If  you have ever had an intense headache or a particular pain, the kind that has you reaching for the painkillers, you’ll appreciate that eventually when it has taken the edge off the pain, you can still be left with a residual dull ache.  A clumsy analogy it may be, however it is one that comes to mind and is a fair comparison to my own grief, since the passing of my mum 5 years ago today. 


For me, time is not a healer. It doesn’t stand still and wait until you feel better, you get swept along in it’s flow whether you want to or not. I see my life before 2020  as an entirely different thing, almost like I was someone else. It is the weirdest feeling.  I look back on social media posts when they pop up as memories, my quips, my comments and I reflect on what feels like simpler, happier times. I miss my mum terribly.  Some days it just catches you by surprise. Purpose, direction and ,most things I thought I was sure of completely changed.  Although good things have happened over the last few years the 'missing piece 'feeling never really leaves. At one point, it was a feeling that I had sat down but had never really got up again.  It has taken time for that to lessen and to try to grow again. We have no choice. I have been trying to do it quietly. Pain lessens but it never truly leaves. The passing of time alone is not enough to heal.

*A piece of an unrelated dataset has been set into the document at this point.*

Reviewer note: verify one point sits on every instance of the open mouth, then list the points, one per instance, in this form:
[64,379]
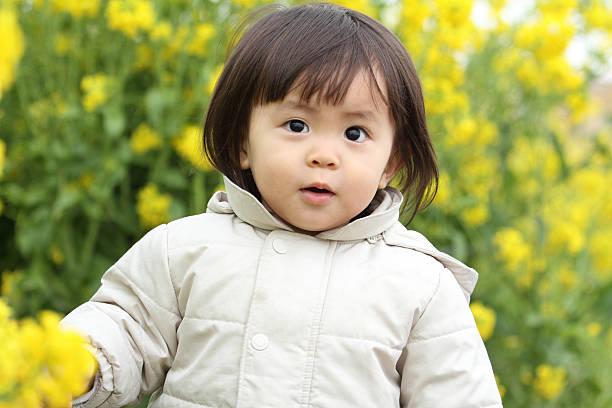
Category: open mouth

This is not exclusive to me of course, pain and grief are universal. Everyone has their own struggles I know that.  I think I’m just trying to acknowledge that sometimes i'm still trying to deal with mine. I miss the joy of the ordinary day. There was nothing that couldn’t be solved over a few well fired rolls and a pot of tea.  I hope my mum will be proud of some of the nice things that have happened and be equally proud at how we have dealt with the challenges over the last few years. On a positive note, it is because of the feelings that i've experienced, I occasionally lapse into a 'live for today' sentiment. Which certainly has encouraged me to try new things or at least face some fears head on. I can't deny age does that too! Also, incase I don't say it often enough, i'm really very grateful for the good people in my life.

 

As always, it’s a wee 'hawf 'in your honour mum and most definitely some Gerry Rafferty.  Gerry Rafferty rules after all. :-) A wee drive and a playlist, some cake and a tea somewhere. Maybe one day soon, I will finally nail the lyrics and write a song from 'whatever's written in my heart. ( See what I did there?) Above all, I hope wherever you are that you are happy.

 

Provided we are not plagued with storms, hoping very much to start work on  a new video over the next few weeks. Still looking to tick boxes musically.  As I’ve always said, it’s not quite over for me yet.

 

I hope you’ve all had a nice start to 2025. Thanks for taking the time here.